When online and offline merge

January 28, 2009

The schizophrenic nature of our identities is resolving itself. You are no longer one thing in the chatroom, on Myspace or the blogosphere and another in the board room, bedroom or classroom. After years of painful fragmentation, your identity decided to rebel and it got a bit of help from the Internet.

It’s true. The old hay-days of the Internet are long gone. Remember when we used to troll discussion boards and even erotic interactions all under the guise of an assumed identity? Don’t lie. You did it, too. How many user IDs have you seen along the lines of SquishyChic125, GoodwithTools05, or HorseHung69. Perhaps you weren’t trying to be so dark and mysterious, but you were simply taking on a different identity. My first screenname from AOL was BabyBodeen. Despite the silliness of our online labels, they served us well. Through the anonymity of these environments (admit it, it was pretty easy to falsify information on that Yahoo! sign-up form), we could create new identities without the accountability of anyone recognizing us. We used the Internet to role-play. An introverted person offline could act extroverted online. A man could act as a woman and vice versa. The shy nerd could be the tough bully. No one could call us out. It was fantastic if you wanted to escape the constraints of your offline identity.
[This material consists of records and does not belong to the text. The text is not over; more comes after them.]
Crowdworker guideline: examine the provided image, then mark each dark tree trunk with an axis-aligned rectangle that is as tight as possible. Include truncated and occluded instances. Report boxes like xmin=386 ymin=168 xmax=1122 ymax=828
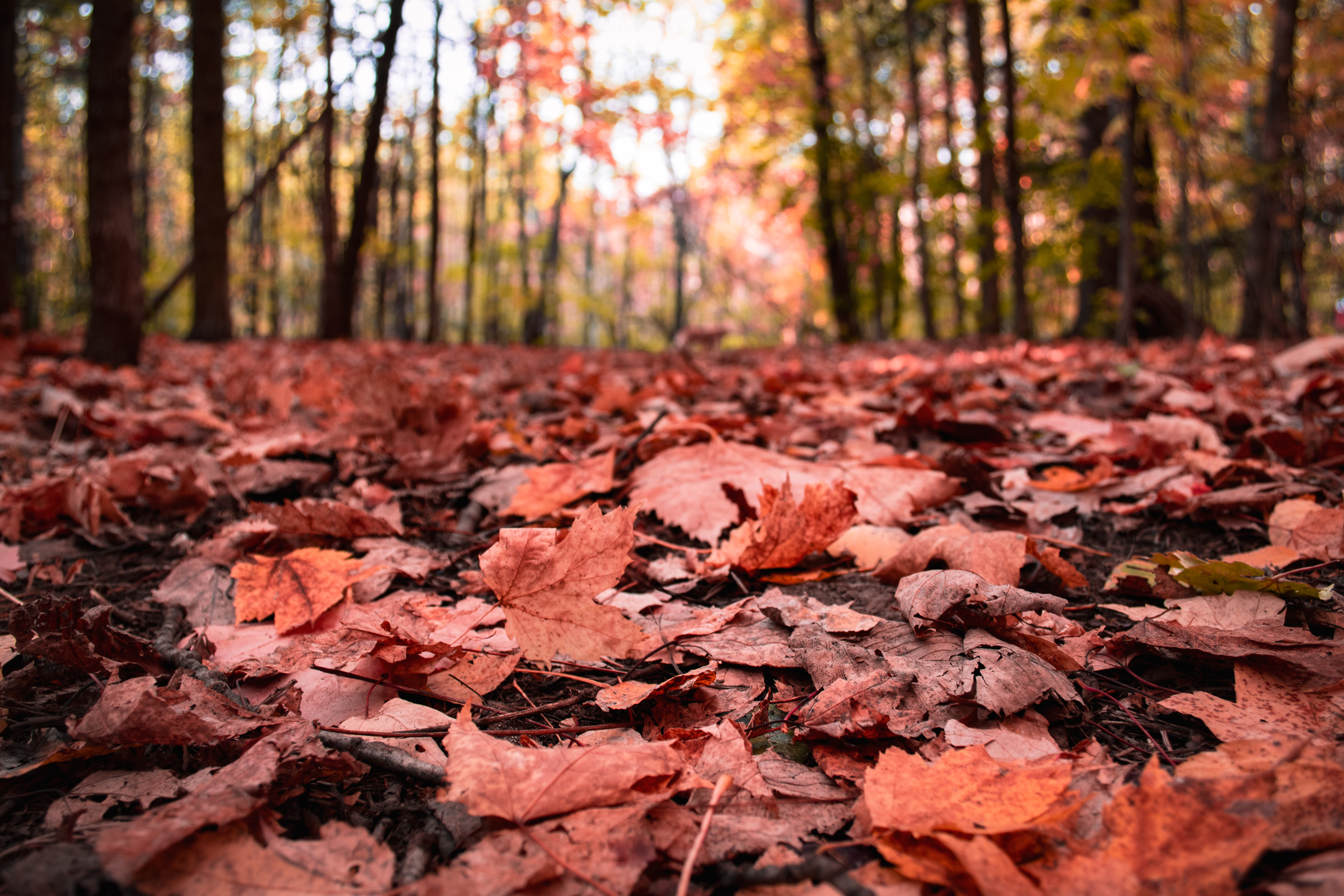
xmin=321 ymin=0 xmax=406 ymax=338
xmin=85 ymin=0 xmax=144 ymax=365
xmin=942 ymin=4 xmax=966 ymax=336
xmin=0 ymin=0 xmax=15 ymax=314
xmin=134 ymin=4 xmax=159 ymax=274
xmin=999 ymin=0 xmax=1031 ymax=338
xmin=189 ymin=0 xmax=234 ymax=343
xmin=962 ymin=0 xmax=1003 ymax=336
xmin=523 ymin=165 xmax=574 ymax=345
xmin=804 ymin=0 xmax=863 ymax=343
xmin=906 ymin=0 xmax=938 ymax=338
xmin=425 ymin=0 xmax=443 ymax=343
xmin=1241 ymin=0 xmax=1297 ymax=338
xmin=319 ymin=0 xmax=336 ymax=336
xmin=1115 ymin=83 xmax=1138 ymax=345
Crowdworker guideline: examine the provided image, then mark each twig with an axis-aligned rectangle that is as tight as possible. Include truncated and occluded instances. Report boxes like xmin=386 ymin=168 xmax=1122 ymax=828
xmin=317 ymin=729 xmax=446 ymax=784
xmin=518 ymin=825 xmax=616 ymax=896
xmin=676 ymin=774 xmax=733 ymax=896
xmin=1078 ymin=681 xmax=1176 ymax=768
xmin=154 ymin=606 xmax=254 ymax=712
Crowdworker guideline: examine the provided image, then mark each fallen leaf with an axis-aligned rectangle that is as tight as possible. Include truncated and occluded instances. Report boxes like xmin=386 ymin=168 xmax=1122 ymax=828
xmin=826 ymin=524 xmax=910 ymax=570
xmin=710 ymin=476 xmax=855 ymax=572
xmin=230 ymin=548 xmax=375 ymax=634
xmin=1157 ymin=660 xmax=1344 ymax=743
xmin=247 ymin=498 xmax=399 ymax=540
xmin=500 ymin=449 xmax=616 ymax=520
xmin=94 ymin=725 xmax=356 ymax=884
xmin=481 ymin=504 xmax=644 ymax=662
xmin=896 ymin=570 xmax=1069 ymax=633
xmin=872 ymin=523 xmax=1027 ymax=586
xmin=134 ymin=821 xmax=397 ymax=896
xmin=445 ymin=707 xmax=684 ymax=825
xmin=594 ymin=662 xmax=719 ymax=712
xmin=864 ymin=746 xmax=1073 ymax=837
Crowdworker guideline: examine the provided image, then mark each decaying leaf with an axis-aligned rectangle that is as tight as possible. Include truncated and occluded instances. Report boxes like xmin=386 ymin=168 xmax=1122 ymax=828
xmin=481 ymin=504 xmax=644 ymax=661
xmin=445 ymin=707 xmax=684 ymax=825
xmin=229 ymin=548 xmax=375 ymax=634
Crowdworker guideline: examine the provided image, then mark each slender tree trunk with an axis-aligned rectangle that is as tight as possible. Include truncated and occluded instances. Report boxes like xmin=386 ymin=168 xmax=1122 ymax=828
xmin=189 ymin=0 xmax=234 ymax=343
xmin=1173 ymin=0 xmax=1200 ymax=338
xmin=371 ymin=141 xmax=402 ymax=338
xmin=802 ymin=0 xmax=863 ymax=343
xmin=942 ymin=4 xmax=966 ymax=336
xmin=1115 ymin=83 xmax=1138 ymax=345
xmin=0 ymin=0 xmax=15 ymax=314
xmin=321 ymin=0 xmax=406 ymax=338
xmin=134 ymin=3 xmax=159 ymax=274
xmin=962 ymin=0 xmax=1003 ymax=336
xmin=906 ymin=0 xmax=938 ymax=338
xmin=425 ymin=0 xmax=443 ymax=343
xmin=319 ymin=0 xmax=337 ymax=336
xmin=1241 ymin=0 xmax=1297 ymax=338
xmin=85 ymin=0 xmax=144 ymax=365
xmin=523 ymin=159 xmax=574 ymax=345
xmin=999 ymin=0 xmax=1031 ymax=338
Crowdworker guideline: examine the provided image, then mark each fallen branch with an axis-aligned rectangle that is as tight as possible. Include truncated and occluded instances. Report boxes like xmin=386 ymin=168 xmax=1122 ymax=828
xmin=317 ymin=729 xmax=448 ymax=784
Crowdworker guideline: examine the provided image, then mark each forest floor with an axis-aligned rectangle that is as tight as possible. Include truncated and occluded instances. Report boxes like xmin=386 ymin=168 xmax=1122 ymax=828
xmin=0 ymin=336 xmax=1344 ymax=896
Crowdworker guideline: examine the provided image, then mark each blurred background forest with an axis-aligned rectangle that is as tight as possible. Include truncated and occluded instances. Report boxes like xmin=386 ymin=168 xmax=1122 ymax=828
xmin=0 ymin=0 xmax=1344 ymax=361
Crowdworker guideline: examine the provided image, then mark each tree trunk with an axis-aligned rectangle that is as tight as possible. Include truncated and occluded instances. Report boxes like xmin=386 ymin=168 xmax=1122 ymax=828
xmin=320 ymin=0 xmax=406 ymax=338
xmin=371 ymin=141 xmax=402 ymax=338
xmin=1241 ymin=0 xmax=1297 ymax=338
xmin=523 ymin=159 xmax=574 ymax=345
xmin=804 ymin=0 xmax=863 ymax=343
xmin=1115 ymin=83 xmax=1138 ymax=345
xmin=319 ymin=0 xmax=336 ymax=336
xmin=999 ymin=0 xmax=1031 ymax=338
xmin=84 ymin=0 xmax=144 ymax=365
xmin=188 ymin=0 xmax=234 ymax=343
xmin=906 ymin=0 xmax=938 ymax=338
xmin=0 ymin=0 xmax=14 ymax=314
xmin=961 ymin=0 xmax=1003 ymax=336
xmin=134 ymin=4 xmax=159 ymax=275
xmin=942 ymin=4 xmax=966 ymax=336
xmin=425 ymin=0 xmax=443 ymax=343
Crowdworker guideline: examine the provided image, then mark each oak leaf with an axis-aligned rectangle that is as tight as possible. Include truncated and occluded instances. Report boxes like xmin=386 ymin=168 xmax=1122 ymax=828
xmin=229 ymin=548 xmax=378 ymax=634
xmin=500 ymin=449 xmax=616 ymax=520
xmin=711 ymin=476 xmax=856 ymax=572
xmin=481 ymin=504 xmax=644 ymax=661
xmin=445 ymin=705 xmax=686 ymax=825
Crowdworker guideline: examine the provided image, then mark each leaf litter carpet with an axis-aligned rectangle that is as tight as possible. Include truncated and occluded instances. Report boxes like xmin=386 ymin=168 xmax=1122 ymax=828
xmin=0 ymin=337 xmax=1344 ymax=896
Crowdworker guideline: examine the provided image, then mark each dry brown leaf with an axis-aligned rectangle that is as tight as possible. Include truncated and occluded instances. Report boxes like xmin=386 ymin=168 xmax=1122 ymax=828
xmin=445 ymin=707 xmax=686 ymax=825
xmin=229 ymin=548 xmax=376 ymax=634
xmin=500 ymin=447 xmax=616 ymax=520
xmin=1031 ymin=756 xmax=1273 ymax=896
xmin=404 ymin=805 xmax=656 ymax=896
xmin=630 ymin=438 xmax=957 ymax=544
xmin=896 ymin=570 xmax=1069 ymax=634
xmin=95 ymin=724 xmax=360 ymax=884
xmin=1159 ymin=660 xmax=1344 ymax=742
xmin=594 ymin=662 xmax=719 ymax=712
xmin=70 ymin=676 xmax=280 ymax=747
xmin=872 ymin=523 xmax=1027 ymax=586
xmin=339 ymin=697 xmax=453 ymax=768
xmin=247 ymin=498 xmax=401 ymax=540
xmin=864 ymin=747 xmax=1073 ymax=837
xmin=826 ymin=524 xmax=910 ymax=570
xmin=711 ymin=476 xmax=855 ymax=572
xmin=481 ymin=504 xmax=644 ymax=662
xmin=136 ymin=815 xmax=397 ymax=896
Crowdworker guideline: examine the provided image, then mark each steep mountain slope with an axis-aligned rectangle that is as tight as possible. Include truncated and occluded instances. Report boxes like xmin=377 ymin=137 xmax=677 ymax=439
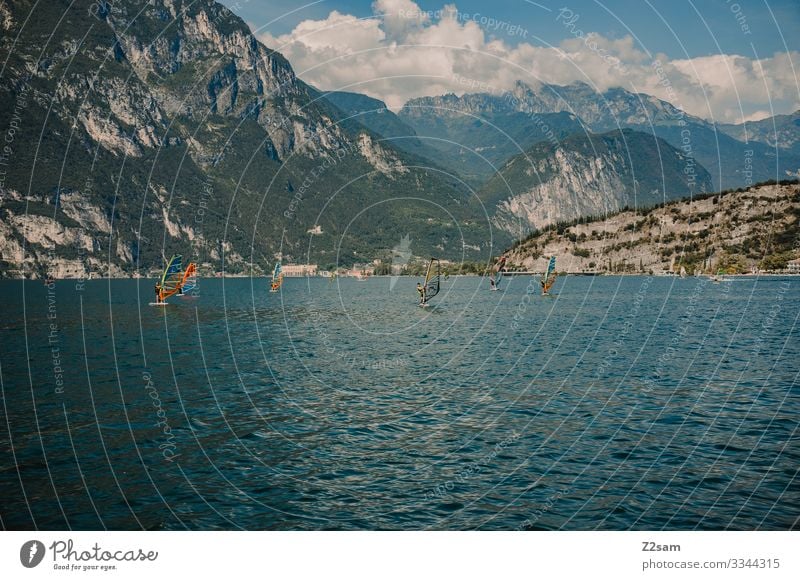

But when everyone escapes to the same place, no one can escape at all. Writing a paper regarding the role of Facebook on identity formation, I discovered the Internet is no longer an avenue for us to explore an identity we might not otherwise assume. Now, chances are your mom is on Facebook. If not, she’s probably got three or four requests to join in her inbox. Just about everyone else you know is on Facebook, too. With the purpose of social networking sites to strengthen your social network, anonymity is not only archaic – it’s down right impossible and impractical. If you didn’t create a profile that reflected who you are offline, no one would find you online.

Sure, you could still make up an identity. Sure, you could tell all of your friends that you’re alias is ‘John McLovin’ and have them friend you that way, but you don’t. It’s just too much trouble nowadays. Everyone is online and they expect you – the offline you – to be online, too.

And this is where your identity fights back and finds all its little pieces. When your brother, boss and client all follow you on Twitter and are your friend on Facebook and LinkedIn, you can’t be Jeff the Jock AND Jeff the Nerd anymore. If you describe yourself as an avid reader of Pablo Neruda and your best friend knows you actually mean ‘Maxim’, you could get called out. Knowing you could, but not necessarily ever getting called out, is often enough to keep you from embellishing too much. Your identity is reunifying itself whether you like it or not.

And that’s OK. It means the Internet is being accepted into our culture as seamlessly as the telephone and phonebook (remember that doorstop dropped off annually). The Internet is no longer a foreign country but it’s a genuine communication tool. As our identity progresses and pushes us in the direction of being ourselves wherever we are, we will find better ways to leverage the Internet into our every day lives in a way that works for us – whoever we are.